MI QUERIDA BABY.
La amistad no muere, se regocija en los recuerdos, en los aprendizajes, en lo compartido.
Entonces, un 29 de diciembre la parca vino a llevarte. Y con vos se fueron más de 30 años de compañerismo, lealtad. Perderte es como perder un brazo o una parte de mí que está muy cerca del corazón, si es el que siente. Llegaste siendo mi masajista y te fuiste siendo alguien de quien no podría prescindir. Aunque debo dejarte ir.
Fue muy sencillo aceptar tu amistad, esa entrega maravillosa con la que me aconsejabas, siempre. Tan sabia, tan conocedora, tan maestra.
Aceptar que la energía limpia y sana de tus adentros, me recorriera, relajando, corrigiendo, formando. Y con una conversación calmada, que transmitía tanta paz, que terminaba dormida. Una vuelta completa de frente y de espaldas, un rezo silencioso y salir despacito para no despertarme. Hasta la próxima cliente. Otra que terminaría siendo tu amiga, también. Los masajes, las cremas de tu creación, eras autodidacta. Leías mucho, un mundo. Y atesorabas, aplicando y mejorando.

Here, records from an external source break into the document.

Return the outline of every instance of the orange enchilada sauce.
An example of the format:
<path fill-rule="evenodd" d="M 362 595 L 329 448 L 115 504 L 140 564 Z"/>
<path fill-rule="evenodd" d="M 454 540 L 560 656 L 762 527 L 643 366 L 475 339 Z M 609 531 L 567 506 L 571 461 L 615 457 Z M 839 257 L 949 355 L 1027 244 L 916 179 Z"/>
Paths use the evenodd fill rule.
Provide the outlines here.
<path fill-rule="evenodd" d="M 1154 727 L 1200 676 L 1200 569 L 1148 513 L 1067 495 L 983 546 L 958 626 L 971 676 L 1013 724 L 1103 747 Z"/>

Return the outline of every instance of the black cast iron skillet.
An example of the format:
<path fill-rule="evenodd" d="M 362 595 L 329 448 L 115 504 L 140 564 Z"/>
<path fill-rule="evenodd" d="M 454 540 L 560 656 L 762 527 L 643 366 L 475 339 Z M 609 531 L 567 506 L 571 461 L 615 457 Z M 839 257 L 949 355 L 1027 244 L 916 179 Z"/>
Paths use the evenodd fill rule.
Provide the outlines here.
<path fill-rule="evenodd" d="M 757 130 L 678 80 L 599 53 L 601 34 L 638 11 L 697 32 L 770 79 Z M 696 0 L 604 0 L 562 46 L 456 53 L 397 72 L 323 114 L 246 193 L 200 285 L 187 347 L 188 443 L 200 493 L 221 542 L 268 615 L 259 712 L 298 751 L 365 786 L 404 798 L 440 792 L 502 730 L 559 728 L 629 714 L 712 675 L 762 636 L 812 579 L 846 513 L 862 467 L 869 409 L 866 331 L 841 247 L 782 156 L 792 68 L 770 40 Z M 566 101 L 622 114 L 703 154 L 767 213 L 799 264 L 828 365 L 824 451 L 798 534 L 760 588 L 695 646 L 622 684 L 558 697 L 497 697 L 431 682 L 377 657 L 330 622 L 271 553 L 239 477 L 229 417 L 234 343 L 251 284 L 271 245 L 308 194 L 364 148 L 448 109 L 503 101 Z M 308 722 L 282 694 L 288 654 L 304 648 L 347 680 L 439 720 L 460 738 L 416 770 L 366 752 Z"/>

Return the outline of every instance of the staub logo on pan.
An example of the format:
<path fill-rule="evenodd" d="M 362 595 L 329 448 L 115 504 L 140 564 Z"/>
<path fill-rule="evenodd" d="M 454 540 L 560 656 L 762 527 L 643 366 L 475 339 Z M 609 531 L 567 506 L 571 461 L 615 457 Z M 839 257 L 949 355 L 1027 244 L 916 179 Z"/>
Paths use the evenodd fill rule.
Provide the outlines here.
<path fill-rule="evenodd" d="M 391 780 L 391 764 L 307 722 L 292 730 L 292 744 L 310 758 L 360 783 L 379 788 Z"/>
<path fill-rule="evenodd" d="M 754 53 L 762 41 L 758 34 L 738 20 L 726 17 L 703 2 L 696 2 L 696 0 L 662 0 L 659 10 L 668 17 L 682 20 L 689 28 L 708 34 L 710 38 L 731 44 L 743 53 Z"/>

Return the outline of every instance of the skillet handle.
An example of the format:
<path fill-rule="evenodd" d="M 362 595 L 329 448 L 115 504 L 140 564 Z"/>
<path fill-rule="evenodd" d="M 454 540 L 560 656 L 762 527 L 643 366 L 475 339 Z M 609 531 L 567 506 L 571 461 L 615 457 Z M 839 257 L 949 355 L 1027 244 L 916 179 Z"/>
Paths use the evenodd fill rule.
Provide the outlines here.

Cada sesión superaba a la anterior, hasta que alguna vez, me pediste disculpas pues no podrías atenderme. Un amor prohibido había llegado a la ciudad y vendría a visitarte. Allí comenzó nuestra amistad, creo. Cuando claudicaste ante el amor de un hombre, cuando me fallaste en un turno y te vi mujer enamorada.
En la próxima visita todo fue mejor, el masaje, y un café confidente. Abriste tu corazón de mujer sola y el torbellino de palabras amorosas, fueron armando un círculo vicioso de confesiones tuyas y con el tiempo también mías. La confianza que me ofreciste fue muy valorada y también me fui abriendo. Ya sabía que la savia que corría entre nosotras tenía un valor y se llamaba amistad.
Alguna vez te hablé de un novio que tenía y la atención que me prestaste y los consejos que me diste fueron tan válidos que ya no quise que nadie más interpretara mis dudas.
Una mujer adulta, de cintura breve, preciosa aún, aunque debiste ser, como alguna vez pude confirmar, una bellísima joven. Con los años vi una foto tuya y de tu esposo, ¡tan bonita, tan esbelta!
Quedaste viuda siendo todavía una muchacha, pero tan lastimada, que no quisiste volverte a casar. Dedicada absolutamente a tu hijo, el único que supiste conservar a pesar de que tu obstetra te advertía de que ponías en peligro tu vida. Te entregaste a rezar y con una tozudez que terminé admirando, lo criaste, a tu manera, al modo que no supo comprender y que lo enojaba y que hacía que admirara a su padre y casi nada a vos. Ésa fue tu lucha, dar para conquistar el cariño del que más amaste, el que te dio dos nietos y algunos bisnietos, armando la familia que siempre anhelaste. Para seguir dándolo todo, como la misión que te trajo a este mundo. Así eras.
Los incontables fines de semana que venías a mi casa, para enseñarme las cosas que te hacen ser mejor mamá, mejor persona. Sin egoísmos, me enseñaste tanto, tanto. Sabías contener, explicar, me hiciste razonar. Tan pacífica en tus enseñanzas…
Porque sabías de todo, tu memoria era extensa y la aprovechaste hasta el final. Un final anunciado, claro, y una mente lúcida.
A tu lado, viví la experiencia de un amor, un matrimonio, mi hijo, el final del enlace y hasta una inundación. Firme, a mi lado, basada, fundamentado los tirones de oreja y las caricias al alma. Poco amante de las demostraciones afectivas, emocionabas con tus dichos, sabios, contundentes. El respeto y amor inmenso que generaste en mi hijo, en cada persona que tuvo la dicha de conocerte. Imposible olvidarte, ¡Baby, querida! Inolvidable.